Taking control of goods – the one-year review from the Ministry of Justice
We read with great interest the report on the findings of the one-year review of the new enforcement regulations, having taken part in the research phase as one of the key stakeholders, as did several other High Court Enforcement Officers (HCEOs).
The reforms came into effect on 6th April 2014, with the enactment of the Tribunals, Courts and Enforcement Act 2007, part 3 and Schedule 12, which were support by new Taking Control of Goods Regulations 2013 and Taking Control of Goods (Fees) Regulations 2014. Part of the reform covered the mandatory training and certification of enforcement agents (as bailiffs had been renamed), as well as the introduction of new National Standards.
The research for the review of these reforms was undertaken in 2015 and the report was published on 2nd April 2018.
Purpose of the reforms
Let’s be honest, enforcement fees prior to 2014 were set in regulations that were a number of years out of date. Fee reform was definitely required.

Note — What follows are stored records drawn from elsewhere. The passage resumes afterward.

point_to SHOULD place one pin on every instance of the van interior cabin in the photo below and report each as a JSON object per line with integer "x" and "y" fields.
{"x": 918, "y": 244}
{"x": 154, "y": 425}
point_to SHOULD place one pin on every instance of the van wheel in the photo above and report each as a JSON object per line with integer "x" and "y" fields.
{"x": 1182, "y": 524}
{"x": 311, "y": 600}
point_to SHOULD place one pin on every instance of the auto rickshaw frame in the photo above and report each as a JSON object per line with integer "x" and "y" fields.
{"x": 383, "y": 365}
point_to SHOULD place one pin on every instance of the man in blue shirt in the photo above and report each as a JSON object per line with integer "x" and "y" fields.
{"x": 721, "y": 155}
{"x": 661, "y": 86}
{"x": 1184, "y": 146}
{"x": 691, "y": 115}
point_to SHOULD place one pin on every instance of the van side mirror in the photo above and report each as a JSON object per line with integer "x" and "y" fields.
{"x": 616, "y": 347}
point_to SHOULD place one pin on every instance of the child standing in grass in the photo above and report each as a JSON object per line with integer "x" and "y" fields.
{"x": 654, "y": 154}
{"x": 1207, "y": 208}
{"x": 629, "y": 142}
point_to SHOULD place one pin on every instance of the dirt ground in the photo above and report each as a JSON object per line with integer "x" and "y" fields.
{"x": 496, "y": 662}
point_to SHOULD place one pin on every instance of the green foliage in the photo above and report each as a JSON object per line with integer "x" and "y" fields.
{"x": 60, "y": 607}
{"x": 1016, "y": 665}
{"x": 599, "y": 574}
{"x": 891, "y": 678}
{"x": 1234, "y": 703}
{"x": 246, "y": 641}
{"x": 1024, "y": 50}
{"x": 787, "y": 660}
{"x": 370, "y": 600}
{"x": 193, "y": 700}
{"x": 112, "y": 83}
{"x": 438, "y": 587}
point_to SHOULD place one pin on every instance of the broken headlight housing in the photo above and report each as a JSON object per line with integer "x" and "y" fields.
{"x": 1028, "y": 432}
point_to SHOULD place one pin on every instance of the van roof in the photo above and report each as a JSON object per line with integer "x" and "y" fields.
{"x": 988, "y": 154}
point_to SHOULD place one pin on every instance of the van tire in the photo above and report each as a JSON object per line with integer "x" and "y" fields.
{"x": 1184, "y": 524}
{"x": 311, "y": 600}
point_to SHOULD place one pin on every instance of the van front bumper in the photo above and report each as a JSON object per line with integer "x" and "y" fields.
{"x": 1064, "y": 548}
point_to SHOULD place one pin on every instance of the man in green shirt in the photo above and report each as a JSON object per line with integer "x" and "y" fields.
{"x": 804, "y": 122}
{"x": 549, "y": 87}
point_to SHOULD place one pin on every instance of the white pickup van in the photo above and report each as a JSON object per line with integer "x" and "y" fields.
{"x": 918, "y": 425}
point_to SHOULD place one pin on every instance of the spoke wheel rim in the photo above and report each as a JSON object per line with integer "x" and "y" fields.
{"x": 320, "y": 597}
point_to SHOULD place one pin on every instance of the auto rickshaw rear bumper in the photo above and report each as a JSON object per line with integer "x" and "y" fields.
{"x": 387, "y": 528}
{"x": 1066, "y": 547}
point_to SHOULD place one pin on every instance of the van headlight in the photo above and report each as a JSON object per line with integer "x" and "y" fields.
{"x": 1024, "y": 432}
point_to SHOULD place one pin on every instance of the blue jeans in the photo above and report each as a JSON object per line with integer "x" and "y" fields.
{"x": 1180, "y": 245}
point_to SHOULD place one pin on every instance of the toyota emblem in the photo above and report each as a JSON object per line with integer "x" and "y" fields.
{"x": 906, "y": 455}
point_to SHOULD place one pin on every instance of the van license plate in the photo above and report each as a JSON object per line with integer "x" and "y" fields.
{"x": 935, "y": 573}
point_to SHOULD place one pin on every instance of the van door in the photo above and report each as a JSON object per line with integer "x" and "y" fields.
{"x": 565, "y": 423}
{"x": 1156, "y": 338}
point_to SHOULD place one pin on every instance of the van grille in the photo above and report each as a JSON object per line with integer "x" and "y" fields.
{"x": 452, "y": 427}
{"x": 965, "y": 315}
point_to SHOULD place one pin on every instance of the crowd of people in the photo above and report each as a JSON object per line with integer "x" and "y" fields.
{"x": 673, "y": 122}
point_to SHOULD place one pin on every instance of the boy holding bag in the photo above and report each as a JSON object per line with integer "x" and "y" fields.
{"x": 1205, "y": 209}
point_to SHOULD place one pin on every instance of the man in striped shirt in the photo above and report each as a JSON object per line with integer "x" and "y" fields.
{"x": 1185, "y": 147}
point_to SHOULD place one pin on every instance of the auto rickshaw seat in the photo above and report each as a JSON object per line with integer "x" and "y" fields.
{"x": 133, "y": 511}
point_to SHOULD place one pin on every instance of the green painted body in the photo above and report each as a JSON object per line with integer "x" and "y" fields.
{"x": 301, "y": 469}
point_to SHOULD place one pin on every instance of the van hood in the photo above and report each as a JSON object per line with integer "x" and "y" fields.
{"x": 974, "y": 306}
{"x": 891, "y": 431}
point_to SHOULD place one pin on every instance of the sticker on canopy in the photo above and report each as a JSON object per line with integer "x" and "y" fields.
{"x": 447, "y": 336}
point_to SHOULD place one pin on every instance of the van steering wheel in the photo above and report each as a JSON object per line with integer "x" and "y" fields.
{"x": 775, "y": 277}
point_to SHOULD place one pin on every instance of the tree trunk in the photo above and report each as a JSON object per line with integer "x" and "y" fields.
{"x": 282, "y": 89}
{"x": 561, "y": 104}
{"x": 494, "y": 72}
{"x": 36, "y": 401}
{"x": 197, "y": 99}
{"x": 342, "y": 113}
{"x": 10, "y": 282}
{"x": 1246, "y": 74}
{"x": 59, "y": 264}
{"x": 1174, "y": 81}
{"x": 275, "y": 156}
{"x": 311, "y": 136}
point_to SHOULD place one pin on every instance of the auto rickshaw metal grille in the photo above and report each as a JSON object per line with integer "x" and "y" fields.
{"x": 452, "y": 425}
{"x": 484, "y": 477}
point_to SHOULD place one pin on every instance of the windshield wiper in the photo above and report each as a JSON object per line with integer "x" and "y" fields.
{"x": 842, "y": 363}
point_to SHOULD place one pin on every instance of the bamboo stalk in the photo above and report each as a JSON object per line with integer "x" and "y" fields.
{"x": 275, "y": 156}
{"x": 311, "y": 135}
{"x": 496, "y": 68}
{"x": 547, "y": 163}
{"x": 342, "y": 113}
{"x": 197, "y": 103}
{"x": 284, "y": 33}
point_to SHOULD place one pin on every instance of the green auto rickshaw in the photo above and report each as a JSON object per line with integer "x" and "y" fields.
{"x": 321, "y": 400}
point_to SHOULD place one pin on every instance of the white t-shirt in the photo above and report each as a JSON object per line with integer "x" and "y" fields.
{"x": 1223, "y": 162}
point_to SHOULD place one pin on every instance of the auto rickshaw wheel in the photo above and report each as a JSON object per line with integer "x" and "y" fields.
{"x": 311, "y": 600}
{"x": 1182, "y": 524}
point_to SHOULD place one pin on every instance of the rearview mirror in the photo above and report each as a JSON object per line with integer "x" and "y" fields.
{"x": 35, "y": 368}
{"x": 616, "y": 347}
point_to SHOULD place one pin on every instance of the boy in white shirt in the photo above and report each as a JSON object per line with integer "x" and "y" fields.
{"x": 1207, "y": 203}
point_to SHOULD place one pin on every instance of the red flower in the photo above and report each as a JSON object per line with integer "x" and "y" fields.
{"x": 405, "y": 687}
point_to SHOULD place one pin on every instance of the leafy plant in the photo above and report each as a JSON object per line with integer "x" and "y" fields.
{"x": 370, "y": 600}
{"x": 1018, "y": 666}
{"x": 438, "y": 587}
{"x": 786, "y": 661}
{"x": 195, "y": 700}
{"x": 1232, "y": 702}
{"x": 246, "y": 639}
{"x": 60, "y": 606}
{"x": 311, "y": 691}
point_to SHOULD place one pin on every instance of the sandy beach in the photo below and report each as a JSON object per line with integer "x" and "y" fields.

There had also been concerns, most often raised by the debt advisory sector, about aggressive behaviour by a minority of bailiffs, as they were then called. The reforms strongly intended to address this by addressing:
- Enforcement against vulnerable debtors and where children were the only people present
- Rights of entry, especially to residential premises, to ensure that access was only via a normal means of entry to premises
- Clarifying which goods could be seized
- Preventing premature and unnecessary enforcement
- Protecting debtors against inappropriate enforcement agent behaviour, as well as protecting third parties and co-owners
At the same time, the reforms intended to maintain, if not improve, the effectiveness of enforcement and give enforcement agents a fair and adequate reward for their work.
What’s the verdict?
The report states that the standard letters and forms, which give debtors information about the enforcement process, their rights, how to complain and how to obtain debt advice, have increased transparency and consistency.
In terms of vulnerable debtors, the report comments on how most of the larger HCEOs have set up training and welfare teams. The report comments:
“Best practice examples include tailored training courses, which include modules on vulnerability developed in consultation with the advice sector.”
Whilst this may refer also to other HCEOs, it certainly applies to High Court Enforcement Group, as we have developed level 2 and level 3 RQF (regulated qualifications framework) qualifications on taking control of goods and vulnerability, as well as a quality mark vulnerability workshop. We believe strongly that training plays an essential part in providing a better service to both debtors and creditors, as well as improving recovery rates and eradicating the behaviours that continue to blight the reputation of the enforcement industry.
Sadly, this blight still remains, as the Government, whilst acknowledging in this report that the majority of enforcement agents do act professionally and within the rules, still believes that there is a minority acting aggressively and inappropriately. As a result they will shortly be launching a call for evidence.
Online advice sites
The report comments on the proliferation on online sites giving “advice” to debtors. Much of this is misleading, incorrect, inflammatory and can lead to increased enforcement fees. We would agree that this is most definitely a problem, as debtors claim to know the rules, but have been extensively misinformed in many cases.
Unfortunately, the report does nothing more than comment on this and does not consider it a major unintended consequence of the reforms which should be addressed, perhaps also by a call for evidence.
What next after the one-year review?
The report concludes that, although there was still more bedding in of the reforms and training to happen after the first year (it may be safe to assume that this is now complete, four years down the line), the impact of the reforms has largely been positive and that there is no evidence of unintended major consequences that need addressing.
Broadly, we would agree, and have found that the changes we made to our business and our investment in training as a result of the new regulations have been of all-round benefit. We look forward to participating in the next review.